KEY TAKEAWAYS
- The TRIDENT-1 phase I/II trial aimed to evaluate the efficacy and safety of repotrectinib in ROS1-positive NSCLC pts.
- The primary endpoint was cORR. Secondary endpoints included DOR, PFS, intracranial ORR, and cORR.
- The study demonstrated durable efficacy and manageable safety in ROS1-positive NSCLC pts, including intracranial activity and across treatment cohorts.
Repotrectinib is a promising new treatment for ROS1-positive non-small cell lung cancer (NSCLC). Researchers aimed to analyze the efficacy and safety of repotrectinib in ROS1-positive NSCLC patients(pts).
The study included ROS1+ NSCLC pts, and they were stratified by treatment history into four cohorts, received Repotrectinib RP2D at 160 mg QD for 14 days, followed by 160 mg BID. The primary endpoint was confirmed objective response rate (cORR) per RECIST v1.1 by Blinded Independent Central Review. Secondary endpoints were duration of response (DOR), progression-free survival (PFS), intracranial ORR, cORR in TKI-pretreated ROS1 G2032R NSCLC pts and safety. Efficacy analysis included pts with ≥14 months follow-up, while safety assessments covered RP2D-treated pts across all cohorts.

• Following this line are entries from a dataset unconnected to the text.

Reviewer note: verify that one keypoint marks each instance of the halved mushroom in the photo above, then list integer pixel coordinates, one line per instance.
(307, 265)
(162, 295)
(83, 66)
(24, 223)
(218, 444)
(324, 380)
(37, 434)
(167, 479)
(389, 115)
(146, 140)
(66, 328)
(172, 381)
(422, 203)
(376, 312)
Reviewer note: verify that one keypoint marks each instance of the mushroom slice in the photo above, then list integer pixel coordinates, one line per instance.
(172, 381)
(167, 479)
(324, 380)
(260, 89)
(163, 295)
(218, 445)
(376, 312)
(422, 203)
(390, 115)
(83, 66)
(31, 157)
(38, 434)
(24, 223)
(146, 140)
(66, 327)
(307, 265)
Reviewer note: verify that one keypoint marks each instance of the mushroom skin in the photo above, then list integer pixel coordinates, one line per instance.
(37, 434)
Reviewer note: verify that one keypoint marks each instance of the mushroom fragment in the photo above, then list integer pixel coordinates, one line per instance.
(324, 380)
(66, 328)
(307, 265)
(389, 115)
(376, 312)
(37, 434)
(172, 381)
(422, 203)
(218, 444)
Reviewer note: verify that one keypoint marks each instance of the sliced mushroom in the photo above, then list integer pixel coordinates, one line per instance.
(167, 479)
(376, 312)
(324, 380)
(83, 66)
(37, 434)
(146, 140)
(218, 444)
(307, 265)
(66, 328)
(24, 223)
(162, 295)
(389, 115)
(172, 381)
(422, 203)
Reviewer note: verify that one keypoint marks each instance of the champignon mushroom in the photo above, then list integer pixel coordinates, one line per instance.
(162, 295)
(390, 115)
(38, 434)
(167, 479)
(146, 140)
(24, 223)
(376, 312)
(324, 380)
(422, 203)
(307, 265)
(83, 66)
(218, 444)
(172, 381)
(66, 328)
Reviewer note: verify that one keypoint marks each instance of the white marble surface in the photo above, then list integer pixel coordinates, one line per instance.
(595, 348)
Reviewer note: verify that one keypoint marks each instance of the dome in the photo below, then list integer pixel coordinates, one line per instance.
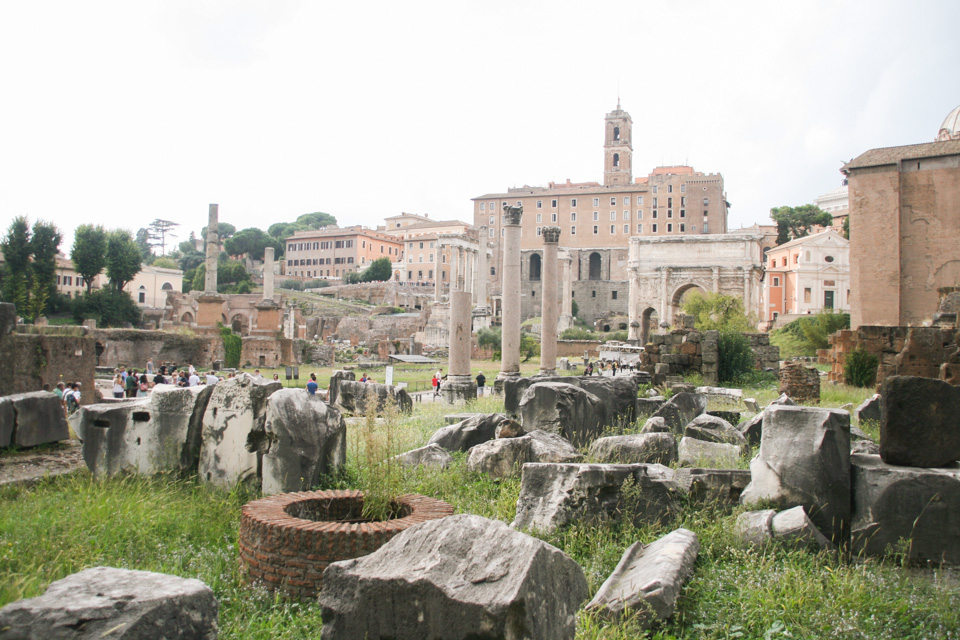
(950, 129)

The result demonstrated that in the TKI-naïve cohort (n=71), the median (range) follow-up was 24.0 (14.2-66.6) months, with a cORR of 79% (95% CI, 68-88). Median (95% CI) DOR and PFS were 34.1 (25.6-NE) months and 35.7 (27.4-NE) months, respectively. For the 1 prior TKI and no chemo cohort (n=56), follow-up was 21.5 (14.2-58.6) months, with a cORR of 38% (25-52). Median DOR and PFS were 14.8 (7.6-NE) months and 9.0 (6.8-19.7) months, respectively. In TKI-pretreated ROS1 G2032R NSCLC patients (n=17), cORR was 59% (33-82). Among those receiving repotrectinib at RP2D (n=426), treatment-emergent adverse events (TEAEs) occurred in 422 (99%), with dizziness being the most common (62%). Grade ≥3 TEAEs were reported in 216 (51%), of which 29% were considered treatment-related. TEAEs led to dose reduction and treatment discontinuation in 38% and 7% of pts, respectively.
The study demonstrated durable efficacy and manageable safety in ROS1-positive NSCLC pts, including intracranial activity and across treatment cohorts.
Source: https://cattendee.abstractsonline.com/meeting/10925/presentation/1000
Clinical Trial: https://clinicaltrials.gov/study/NCT03093116
Cho BC, Camidge DR, Lin JJ, et al. Repotrectinib in Patients with ROS1 Fusion-positive (ROS1+) NSCLC: Update from the Pivotal Phase 1/2 TRIDENT-1 Trial. Presented at: World Conference on Lung Cancer; September 10, 2023; 1:02 PM-1:12 PM.